Palin was probably further helped by dolling out a healthy portion of "aw shucks" down home corn pone, using phrases such as "darn right" and "dog gonnit" with aplomb.

Biden seemed to hold back, repeatedly cracking a broad, impossibly white-toothed smile in response to Palin's statements and shying away from the intense, loquacious, and often hot-headed speaking style he has become known for. He also made a point of clearly repeating specific contentions on policy, including McCain's voting against funding for troops that included a timeline from withdrawal from Iraq. He also surely scored some sympathetic points with viewers for his comments on the loss of his wife and year-old daughter in a tragic car accident shortly before he first entered public office.

Biden gave a nuanced response to how the United States should handle a nuclear Iran, saying that while we should not let them get nuclear weapons, such weapons are years off, and stressing that Ahmadinejad is not the supreme leader of Iran.

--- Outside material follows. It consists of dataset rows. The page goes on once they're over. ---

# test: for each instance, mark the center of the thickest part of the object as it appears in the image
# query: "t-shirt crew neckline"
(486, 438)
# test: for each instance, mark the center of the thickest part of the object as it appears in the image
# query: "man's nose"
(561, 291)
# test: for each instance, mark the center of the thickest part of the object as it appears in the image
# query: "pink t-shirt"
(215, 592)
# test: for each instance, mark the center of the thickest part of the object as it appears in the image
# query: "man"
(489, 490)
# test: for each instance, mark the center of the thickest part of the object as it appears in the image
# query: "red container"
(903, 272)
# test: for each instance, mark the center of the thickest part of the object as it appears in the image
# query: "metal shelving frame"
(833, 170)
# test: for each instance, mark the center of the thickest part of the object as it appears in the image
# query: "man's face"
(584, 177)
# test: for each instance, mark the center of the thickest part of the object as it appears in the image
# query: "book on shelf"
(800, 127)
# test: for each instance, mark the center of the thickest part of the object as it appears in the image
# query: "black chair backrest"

To his credit, he didn't try to distance himself from claims that Obama would sit down for talks with Iran with no preconditions saying that our friends and allies "have been saying, talk, talk, talk."

Palin for her part again tied instability in the Middle East to the war in Iraq, and said there is no way Iran can have no nukes period, sighting Ahmadinejad's statements calling Israel a "stinking corpse". She almost managed a very adept pronunciation of "naivete." She also said she believes that a two-state solution is the key to a political solution between the Israelis and the Palestinians, and after Biden gave a spirited response about his support for the state of Israel, she expressed her joy that "we both love Israel," to which the Jewish state rejoiced.

In what was easily the most talked-about Vice Presidential debate of all time, one for which over 3,100 press credentials were issued, the maligned Alaska governor showed her ability to use "aw shucks" plain talk and an accent straight out of Fargo to make up for a glaring lack of foreign policy and legislative experience, showing again that in American elections, style and low expectations can make up for any shortage of substance.